The state capital and home to the University of Wisconsin, Madison is clean, attractive, progressive and well-planned. The city itself surrounds a pair of lakes- Lake Mendota and Lake Monona- both of which provide recreation and attractive views from many city business and residential locations. The downtown is exceptionally clean and gives strong evidence of the city’s twin roles as state government center and college town.
The area boasts many buildings of architectural interest, most particularly those designed by Frank Lloyd Wright including the spectacular Monona Terrace convention center on the Lake Monona shore but also including churches and several residences. The surrounding countryside is beautiful and includes an assortment of outdoor recreation areas and attractions such as Taliesin, Wright’s former home and studio, and the Wisconsin Dells, a collection of good but somewhat touristy family attractions. The economy is anchored by the university and state government but also is supported by a number of small “new economy” firms, mainly in biotech and software. East of town is a more traditional commercial complex with distribution centers and light manufacturing.
Excellent albeit expensive residential areas lie all around the town, with more middle class neighborhoods southwest and northeast towards the small town of DeForest.
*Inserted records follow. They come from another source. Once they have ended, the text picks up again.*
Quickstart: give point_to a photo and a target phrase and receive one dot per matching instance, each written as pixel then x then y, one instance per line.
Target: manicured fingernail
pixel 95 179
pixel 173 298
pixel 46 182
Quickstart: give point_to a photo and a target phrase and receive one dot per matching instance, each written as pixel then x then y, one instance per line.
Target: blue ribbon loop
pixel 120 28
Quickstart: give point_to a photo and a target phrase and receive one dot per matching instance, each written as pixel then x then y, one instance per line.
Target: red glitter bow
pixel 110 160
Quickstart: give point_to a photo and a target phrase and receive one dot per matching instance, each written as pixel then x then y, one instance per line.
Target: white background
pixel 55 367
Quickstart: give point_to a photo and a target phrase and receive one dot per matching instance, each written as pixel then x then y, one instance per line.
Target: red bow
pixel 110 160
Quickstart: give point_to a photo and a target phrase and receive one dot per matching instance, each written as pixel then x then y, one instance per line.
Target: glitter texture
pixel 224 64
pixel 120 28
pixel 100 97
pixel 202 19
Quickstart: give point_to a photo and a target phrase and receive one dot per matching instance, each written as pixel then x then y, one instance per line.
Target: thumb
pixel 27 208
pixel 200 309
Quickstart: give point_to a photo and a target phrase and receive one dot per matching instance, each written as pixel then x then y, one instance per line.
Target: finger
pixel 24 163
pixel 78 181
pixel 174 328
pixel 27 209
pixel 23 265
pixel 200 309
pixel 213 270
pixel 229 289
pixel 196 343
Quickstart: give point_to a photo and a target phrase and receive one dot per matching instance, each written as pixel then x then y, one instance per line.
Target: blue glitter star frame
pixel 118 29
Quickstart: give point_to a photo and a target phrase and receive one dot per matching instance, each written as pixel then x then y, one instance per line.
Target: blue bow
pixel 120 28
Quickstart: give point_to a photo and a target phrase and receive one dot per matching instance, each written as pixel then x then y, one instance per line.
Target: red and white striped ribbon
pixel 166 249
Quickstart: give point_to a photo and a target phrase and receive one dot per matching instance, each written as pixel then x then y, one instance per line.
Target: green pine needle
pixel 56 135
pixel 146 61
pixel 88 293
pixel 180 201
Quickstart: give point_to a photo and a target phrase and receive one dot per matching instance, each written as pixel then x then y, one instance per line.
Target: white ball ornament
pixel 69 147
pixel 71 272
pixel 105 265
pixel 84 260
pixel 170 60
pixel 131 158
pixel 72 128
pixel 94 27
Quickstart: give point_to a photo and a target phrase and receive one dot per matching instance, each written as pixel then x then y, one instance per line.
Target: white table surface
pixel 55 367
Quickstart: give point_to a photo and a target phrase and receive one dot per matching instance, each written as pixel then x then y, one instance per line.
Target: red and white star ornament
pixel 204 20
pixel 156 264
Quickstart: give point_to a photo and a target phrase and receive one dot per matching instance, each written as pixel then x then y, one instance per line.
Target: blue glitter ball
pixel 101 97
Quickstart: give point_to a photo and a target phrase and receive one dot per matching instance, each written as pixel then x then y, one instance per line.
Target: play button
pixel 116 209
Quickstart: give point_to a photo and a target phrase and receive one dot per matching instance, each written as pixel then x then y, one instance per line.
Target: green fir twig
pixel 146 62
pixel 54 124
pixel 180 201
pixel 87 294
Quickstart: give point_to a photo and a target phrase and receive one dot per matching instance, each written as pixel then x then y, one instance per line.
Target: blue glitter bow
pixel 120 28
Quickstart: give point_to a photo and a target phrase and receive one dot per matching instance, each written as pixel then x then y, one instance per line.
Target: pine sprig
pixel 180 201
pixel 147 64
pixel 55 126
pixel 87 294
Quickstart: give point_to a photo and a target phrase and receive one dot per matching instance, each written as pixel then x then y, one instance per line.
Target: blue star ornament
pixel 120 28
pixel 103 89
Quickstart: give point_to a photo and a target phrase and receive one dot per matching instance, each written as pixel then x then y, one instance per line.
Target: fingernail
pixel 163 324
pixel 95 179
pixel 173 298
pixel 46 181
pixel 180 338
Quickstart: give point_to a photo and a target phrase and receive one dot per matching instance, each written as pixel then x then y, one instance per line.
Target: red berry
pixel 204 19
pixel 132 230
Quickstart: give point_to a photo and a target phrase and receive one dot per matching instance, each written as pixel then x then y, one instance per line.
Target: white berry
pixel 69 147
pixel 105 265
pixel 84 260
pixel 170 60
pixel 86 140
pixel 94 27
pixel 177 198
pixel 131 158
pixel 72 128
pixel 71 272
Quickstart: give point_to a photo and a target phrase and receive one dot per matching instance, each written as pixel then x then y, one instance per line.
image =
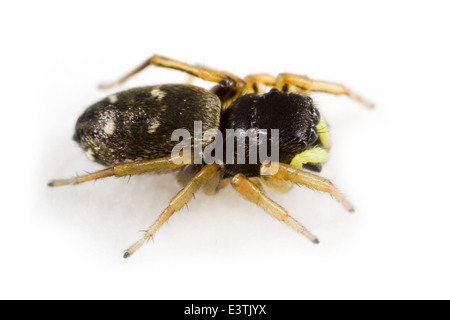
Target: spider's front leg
pixel 250 191
pixel 226 80
pixel 286 172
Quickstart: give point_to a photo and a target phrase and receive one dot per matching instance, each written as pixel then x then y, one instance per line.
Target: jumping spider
pixel 130 133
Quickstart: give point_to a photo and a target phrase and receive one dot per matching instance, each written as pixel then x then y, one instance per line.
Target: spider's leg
pixel 253 82
pixel 200 179
pixel 285 79
pixel 309 180
pixel 251 192
pixel 126 169
pixel 223 78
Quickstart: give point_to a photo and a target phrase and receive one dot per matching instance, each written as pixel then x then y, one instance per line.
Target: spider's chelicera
pixel 233 133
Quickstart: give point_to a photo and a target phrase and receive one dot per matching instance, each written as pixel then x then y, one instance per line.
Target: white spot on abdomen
pixel 113 98
pixel 109 127
pixel 154 124
pixel 158 93
pixel 90 154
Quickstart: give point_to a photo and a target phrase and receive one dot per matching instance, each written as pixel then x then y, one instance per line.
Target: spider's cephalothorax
pixel 131 133
pixel 293 115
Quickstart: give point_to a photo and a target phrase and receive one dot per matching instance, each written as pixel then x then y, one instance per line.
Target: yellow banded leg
pixel 313 155
pixel 324 133
pixel 201 178
pixel 128 169
pixel 253 82
pixel 223 78
pixel 309 180
pixel 253 193
pixel 307 84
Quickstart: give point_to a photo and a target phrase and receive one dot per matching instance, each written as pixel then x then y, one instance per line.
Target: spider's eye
pixel 313 135
pixel 316 116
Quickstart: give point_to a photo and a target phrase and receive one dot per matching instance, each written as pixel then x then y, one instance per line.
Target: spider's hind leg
pixel 202 178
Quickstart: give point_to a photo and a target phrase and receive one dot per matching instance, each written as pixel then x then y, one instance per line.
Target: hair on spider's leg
pixel 126 169
pixel 182 197
pixel 309 180
pixel 251 192
pixel 308 84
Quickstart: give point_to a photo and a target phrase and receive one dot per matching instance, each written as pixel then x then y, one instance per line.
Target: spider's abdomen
pixel 137 124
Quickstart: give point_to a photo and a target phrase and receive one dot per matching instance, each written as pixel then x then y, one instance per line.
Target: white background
pixel 392 162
More upscale areas lie along the Lake Mendota lakefront north. Educational attainment is high, and college-town amenities abound, but one pays the price literally in housing and figuratively in winter chill. For those who can accept these negatives, the area is hard to beat.
The downtown sits on a narrow isthmus of land between Lake Mendota and Lake Monona. Madison has a continental climate with an extreme temperature range, from 110 degrees to –40. Madison lies in the path of frequent storm systems during fall, winter, and spring. Winters are cloudy with occasional outbreaks of cold arctic air, and many days below freezing. Summers are pleasant with only occasional periods of extreme heat or high humidity. Summer months are prone to thunderstorms, and winter precipitation is lighter but lasts longer. Snow cover is common in the winter months. First freeze is early October, last is late April.